Ferdinand von Kölrnberg aspiraba el humo de su cigarrillo mientras su amante, la baronesa

Helga lo contemplaba irónicamente extasiada.

-Entonces, querido, ¿te casarás con la hermosa Stasia?

-Está previsto. Pronto se anunciará el compromiso, en cuanto el Emperador nos dé su bendición.

-¿Y ella está muy entusiasmada?- Preguntó Helga con voz burlona.

-Ni lo sé, ni me importa. Es un buen partido, una criatura hermosa, su familia engendra buenos descendientes sanos que llegan a la edad adulta y es todo lo que me importa. Será una perfecta duquesa y recibiremos como debe ser a la aristocracia vienesa en nuestros salones.

-Tú te convertirás en un fiel esposo…

-Eso te lo inventas tú.

Helga rió de buena gana. Era una mujer alta, curvilínea, rubia, muy elegante. Con sus esplendidos treinta y ocho años caminaba casi deslizándose por las alfombras de su palacete, sobre suelos de perfecta tarima barnizada.

-¿Tus hijos no están en casa?

-No, han salido con su padre.

-Ah, cuidado a donde les lleva tu marido…

-¿Por qué dices eso?

-Ya sabes…- se burló el otro.

-Su padre es un empresario con éxito que sabe darles la mejor educación.

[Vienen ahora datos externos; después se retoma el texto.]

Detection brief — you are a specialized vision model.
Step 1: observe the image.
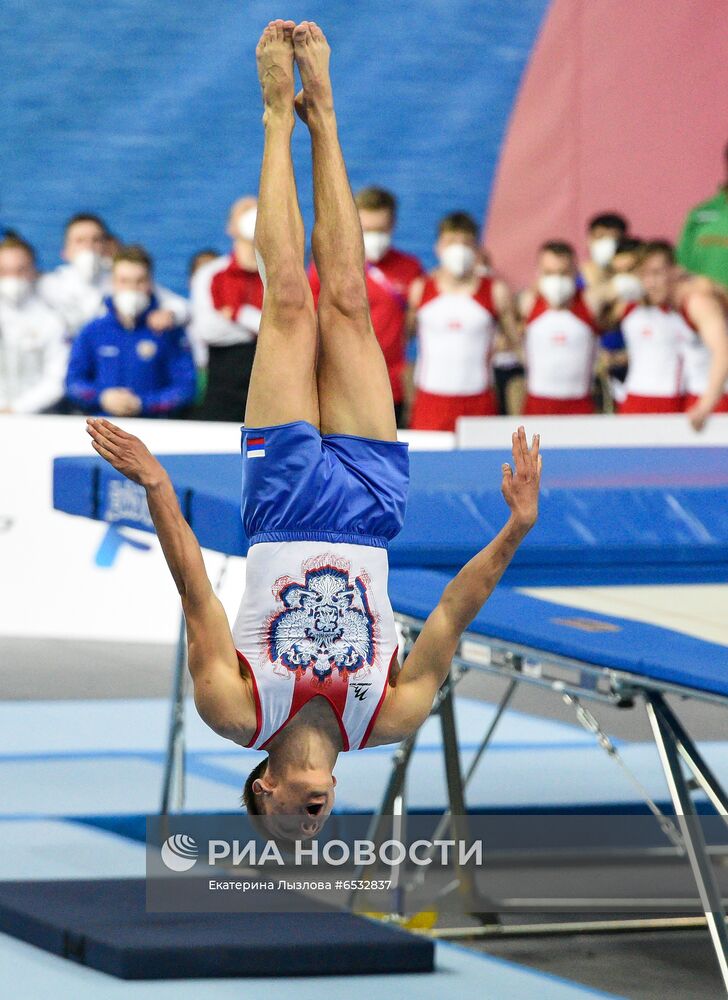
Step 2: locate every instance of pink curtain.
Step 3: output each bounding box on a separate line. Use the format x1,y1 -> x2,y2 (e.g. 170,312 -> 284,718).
485,0 -> 728,287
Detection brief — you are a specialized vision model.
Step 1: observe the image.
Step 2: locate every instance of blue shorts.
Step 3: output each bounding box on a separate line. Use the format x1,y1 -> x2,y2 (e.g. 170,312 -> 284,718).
242,420 -> 409,548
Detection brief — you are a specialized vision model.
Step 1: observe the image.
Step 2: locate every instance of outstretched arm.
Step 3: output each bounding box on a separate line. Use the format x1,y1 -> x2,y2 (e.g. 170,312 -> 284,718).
686,292 -> 728,431
379,427 -> 541,742
86,419 -> 248,742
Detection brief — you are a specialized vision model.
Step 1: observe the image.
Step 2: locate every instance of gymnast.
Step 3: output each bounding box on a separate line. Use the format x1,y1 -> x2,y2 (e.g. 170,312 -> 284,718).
87,20 -> 541,839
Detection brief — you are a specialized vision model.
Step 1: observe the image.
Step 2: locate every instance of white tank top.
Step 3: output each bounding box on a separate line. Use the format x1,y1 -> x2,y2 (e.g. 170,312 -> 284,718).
414,278 -> 496,396
526,292 -> 598,399
233,541 -> 397,750
621,303 -> 694,399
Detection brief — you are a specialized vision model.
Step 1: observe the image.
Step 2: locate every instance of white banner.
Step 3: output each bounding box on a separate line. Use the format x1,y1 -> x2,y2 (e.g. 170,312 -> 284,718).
0,415 -> 454,643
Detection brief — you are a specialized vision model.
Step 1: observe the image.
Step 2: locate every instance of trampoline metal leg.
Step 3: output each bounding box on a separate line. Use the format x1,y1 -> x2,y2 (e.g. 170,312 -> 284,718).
656,695 -> 728,818
645,693 -> 728,992
438,681 -> 498,923
160,615 -> 187,816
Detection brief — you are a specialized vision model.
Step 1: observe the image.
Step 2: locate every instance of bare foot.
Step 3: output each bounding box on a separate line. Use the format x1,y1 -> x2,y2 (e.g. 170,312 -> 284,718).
293,21 -> 334,121
293,90 -> 308,125
255,20 -> 295,121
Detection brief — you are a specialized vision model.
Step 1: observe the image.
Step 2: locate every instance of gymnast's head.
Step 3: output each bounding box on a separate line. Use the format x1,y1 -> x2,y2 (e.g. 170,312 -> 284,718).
243,748 -> 336,840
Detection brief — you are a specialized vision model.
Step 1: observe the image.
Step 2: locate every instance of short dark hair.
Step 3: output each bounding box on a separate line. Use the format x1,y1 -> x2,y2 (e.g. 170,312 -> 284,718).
643,240 -> 675,264
437,212 -> 479,240
0,233 -> 35,265
538,240 -> 576,260
587,212 -> 629,236
187,247 -> 220,278
614,236 -> 645,254
354,186 -> 397,217
114,243 -> 154,274
63,212 -> 110,237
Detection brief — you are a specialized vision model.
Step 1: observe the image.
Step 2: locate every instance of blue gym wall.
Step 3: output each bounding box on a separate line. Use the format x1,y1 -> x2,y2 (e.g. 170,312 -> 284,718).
0,0 -> 548,290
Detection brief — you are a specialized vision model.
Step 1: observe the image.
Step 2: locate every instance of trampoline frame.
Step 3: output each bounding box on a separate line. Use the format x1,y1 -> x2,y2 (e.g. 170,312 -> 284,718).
160,592 -> 728,994
350,612 -> 728,993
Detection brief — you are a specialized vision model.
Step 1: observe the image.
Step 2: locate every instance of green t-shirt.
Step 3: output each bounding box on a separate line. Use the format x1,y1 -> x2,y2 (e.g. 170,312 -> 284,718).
677,187 -> 728,286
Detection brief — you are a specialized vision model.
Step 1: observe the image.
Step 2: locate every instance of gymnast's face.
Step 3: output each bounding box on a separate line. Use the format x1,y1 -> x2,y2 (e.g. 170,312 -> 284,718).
637,253 -> 673,306
253,769 -> 336,840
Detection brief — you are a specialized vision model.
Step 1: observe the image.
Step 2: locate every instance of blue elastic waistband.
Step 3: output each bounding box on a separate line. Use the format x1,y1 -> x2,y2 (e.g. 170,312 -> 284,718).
248,531 -> 389,549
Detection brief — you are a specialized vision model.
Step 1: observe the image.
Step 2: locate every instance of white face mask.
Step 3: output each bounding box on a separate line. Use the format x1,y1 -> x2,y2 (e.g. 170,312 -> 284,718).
363,229 -> 392,264
612,274 -> 645,302
236,208 -> 258,243
0,274 -> 33,306
538,274 -> 576,309
71,250 -> 101,281
440,243 -> 476,278
589,236 -> 617,267
113,288 -> 150,319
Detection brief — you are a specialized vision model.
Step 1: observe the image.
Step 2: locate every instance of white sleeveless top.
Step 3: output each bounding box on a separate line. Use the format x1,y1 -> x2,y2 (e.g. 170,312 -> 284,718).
414,278 -> 496,396
233,541 -> 397,750
526,292 -> 599,399
621,303 -> 694,399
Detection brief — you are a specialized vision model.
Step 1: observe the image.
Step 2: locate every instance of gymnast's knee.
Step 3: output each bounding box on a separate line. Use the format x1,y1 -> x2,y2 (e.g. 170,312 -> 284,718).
265,263 -> 313,316
318,273 -> 369,324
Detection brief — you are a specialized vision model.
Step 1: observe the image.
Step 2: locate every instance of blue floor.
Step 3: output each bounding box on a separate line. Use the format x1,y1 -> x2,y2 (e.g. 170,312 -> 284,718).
0,698 -> 728,818
0,821 -> 613,1000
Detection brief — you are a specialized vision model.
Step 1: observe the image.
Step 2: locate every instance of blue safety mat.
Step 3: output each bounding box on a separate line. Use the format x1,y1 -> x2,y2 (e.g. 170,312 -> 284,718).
54,448 -> 728,586
389,569 -> 728,698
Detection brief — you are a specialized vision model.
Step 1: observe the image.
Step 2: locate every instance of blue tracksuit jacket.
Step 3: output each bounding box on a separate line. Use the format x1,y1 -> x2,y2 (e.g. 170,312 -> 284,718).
66,297 -> 196,417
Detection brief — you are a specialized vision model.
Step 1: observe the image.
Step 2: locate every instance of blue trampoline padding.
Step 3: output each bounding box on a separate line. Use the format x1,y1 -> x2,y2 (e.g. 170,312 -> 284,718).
389,569 -> 728,698
53,448 -> 728,585
0,879 -> 434,979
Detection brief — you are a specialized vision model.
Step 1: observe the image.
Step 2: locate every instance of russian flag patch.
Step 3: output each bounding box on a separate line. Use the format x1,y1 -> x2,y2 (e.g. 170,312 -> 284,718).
245,438 -> 265,458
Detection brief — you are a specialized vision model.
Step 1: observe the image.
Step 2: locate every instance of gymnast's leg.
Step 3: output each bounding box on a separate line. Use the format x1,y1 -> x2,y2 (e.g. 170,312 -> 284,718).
293,21 -> 397,441
245,20 -> 320,428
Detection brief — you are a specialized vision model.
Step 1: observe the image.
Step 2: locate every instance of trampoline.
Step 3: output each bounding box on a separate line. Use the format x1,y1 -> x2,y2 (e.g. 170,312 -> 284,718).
54,448 -> 728,987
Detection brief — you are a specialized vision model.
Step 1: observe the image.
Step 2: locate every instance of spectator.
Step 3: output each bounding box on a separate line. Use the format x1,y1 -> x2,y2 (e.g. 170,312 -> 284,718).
66,246 -> 195,417
519,240 -> 601,415
476,247 -> 526,415
0,236 -> 68,413
187,247 -> 220,404
597,236 -> 643,410
577,212 -> 629,288
618,240 -> 728,430
190,196 -> 263,423
187,247 -> 220,281
309,187 -> 422,427
677,138 -> 728,288
410,212 -> 518,431
39,213 -> 190,336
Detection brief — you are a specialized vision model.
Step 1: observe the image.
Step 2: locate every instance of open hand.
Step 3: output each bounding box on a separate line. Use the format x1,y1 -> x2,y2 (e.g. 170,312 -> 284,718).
86,417 -> 167,488
146,309 -> 177,333
501,427 -> 541,528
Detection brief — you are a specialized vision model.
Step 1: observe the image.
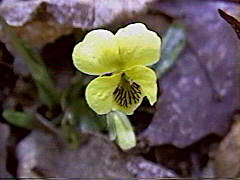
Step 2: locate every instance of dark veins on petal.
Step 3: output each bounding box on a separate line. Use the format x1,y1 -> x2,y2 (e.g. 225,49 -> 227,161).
113,82 -> 142,108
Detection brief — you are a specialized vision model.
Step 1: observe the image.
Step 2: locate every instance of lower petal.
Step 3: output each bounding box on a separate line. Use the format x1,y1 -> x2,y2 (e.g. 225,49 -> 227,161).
86,74 -> 121,114
125,65 -> 157,105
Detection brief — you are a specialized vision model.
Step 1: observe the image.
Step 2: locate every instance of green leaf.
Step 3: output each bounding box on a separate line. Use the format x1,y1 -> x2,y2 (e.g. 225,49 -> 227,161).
2,110 -> 36,129
153,22 -> 186,78
0,16 -> 59,108
107,111 -> 136,150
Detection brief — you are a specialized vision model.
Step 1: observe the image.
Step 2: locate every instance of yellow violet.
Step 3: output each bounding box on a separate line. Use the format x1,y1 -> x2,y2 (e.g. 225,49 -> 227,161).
72,23 -> 161,114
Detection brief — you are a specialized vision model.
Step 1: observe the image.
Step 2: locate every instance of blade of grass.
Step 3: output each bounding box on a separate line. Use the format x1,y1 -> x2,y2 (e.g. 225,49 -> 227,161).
0,16 -> 59,108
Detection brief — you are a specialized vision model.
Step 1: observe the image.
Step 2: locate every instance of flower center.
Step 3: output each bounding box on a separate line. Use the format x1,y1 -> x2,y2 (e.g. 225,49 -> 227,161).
113,73 -> 142,108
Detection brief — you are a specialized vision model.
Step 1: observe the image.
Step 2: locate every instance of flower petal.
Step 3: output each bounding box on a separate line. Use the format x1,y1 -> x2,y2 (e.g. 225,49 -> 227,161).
115,23 -> 161,68
86,74 -> 121,114
125,65 -> 157,105
72,29 -> 120,75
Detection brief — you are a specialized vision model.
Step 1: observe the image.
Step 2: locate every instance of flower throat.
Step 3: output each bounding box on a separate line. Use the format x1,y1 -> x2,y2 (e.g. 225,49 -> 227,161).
113,73 -> 142,108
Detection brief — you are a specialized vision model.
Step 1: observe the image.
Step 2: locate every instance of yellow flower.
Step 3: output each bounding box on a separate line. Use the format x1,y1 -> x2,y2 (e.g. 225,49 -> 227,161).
72,23 -> 161,114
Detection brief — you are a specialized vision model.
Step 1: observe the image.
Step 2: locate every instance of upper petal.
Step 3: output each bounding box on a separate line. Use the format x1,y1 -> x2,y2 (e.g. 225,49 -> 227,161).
86,74 -> 121,114
125,65 -> 157,105
115,23 -> 161,68
72,29 -> 122,75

-Helga, ¿desde cuándo no te acuestas con tu marido?

-Desde hace muchos años, ¿pero eso qué tiene que ver ahora? Mi marido es un hombre excelente.

-Tu marido es un homosexual perdido que va en compañía de cuanto jovenzuelo pesque- Lo soltó con tal desprecio en su voz que Helga no pudo contenerse:

-Lo hace con toda la discreción del mundo. Ha cumplido con su deber y tiene derecho a la vida. Es un hombre bueno con los miles de trabajadores a su cargo, excelente marido y padre. En cambio tú, eres un tarambana y un golfo sin oficio ni beneficio por más apellidos ilustres que tengas, ni la carrera en el ejército pudiste terminar por indisciplinado y perezoso. Por hombres como tú caerá el Imperio, nuestro estilo de vida y ya podremos ir llorando los de arriba y los de abajo.

Ferdinand en su cinismo no pareció impactado por la andanada de insultos de Helga y le contestó con frialdad.

-Esto se irá al garete a la muerte del Emperador.

-No, si hubiera hombres responsables y no holgazanes como tú en las más altas instancias del Imperio.

-Ni como tu marido.

-Te repito que Franz, mi marido, no es de tu calaña y trabaja infinitamente y sin descanso por la conservación de nuestro patrimonio, que tenga sus distracciones es una cuestión muy aparte que a nadie interesa y menos a tí.- Lo afirmó con vehemencia en una defensa absolutamente apasionada de su marido.

 

                                                                                                ***

 

Helga había sido una jovencita de 18 años muy alta y esbelta que trabajaba en una elegante

tienda de sombreros, donde su espigado cuello era muy apreciado para lucir dichas prendas. Fue allí donde conoció al Barón Franz von Kleinst, un hombre de unos treinta años, cuyo padre había sido el fundador de varias industrias muy prósperas en toda Austria. Se enamoraron y pese a la diferencia de clases, la madre del Barón la aceptó de muy buena gana, cosa que dejó muy sorprendida a Helga y su familia. La Baronesa madre se dio gustosa a la tarea de instruirla en todas las artes del refinamiento vienés y Helga resultó ser una alumna brillantísima. Se casaron y tuvieron tres hijos rubios y hermosos. En los veranos toda la familia solía acudir en el Orient Express al Lido en Venecia y los tres niños eran tres primores con sus trajecitos de marineritos que hacían el orgullo de su madre y abuela paterna. Fue allí, ocho años después del fastuoso matrimonio en la Catedral de San Esteban, donde Helga descubrió la verdad de por qué su suegra la había acogido con tanto cariño, siendo ella una simple dependienta de extracto social muy inferior al de su nueva familia política.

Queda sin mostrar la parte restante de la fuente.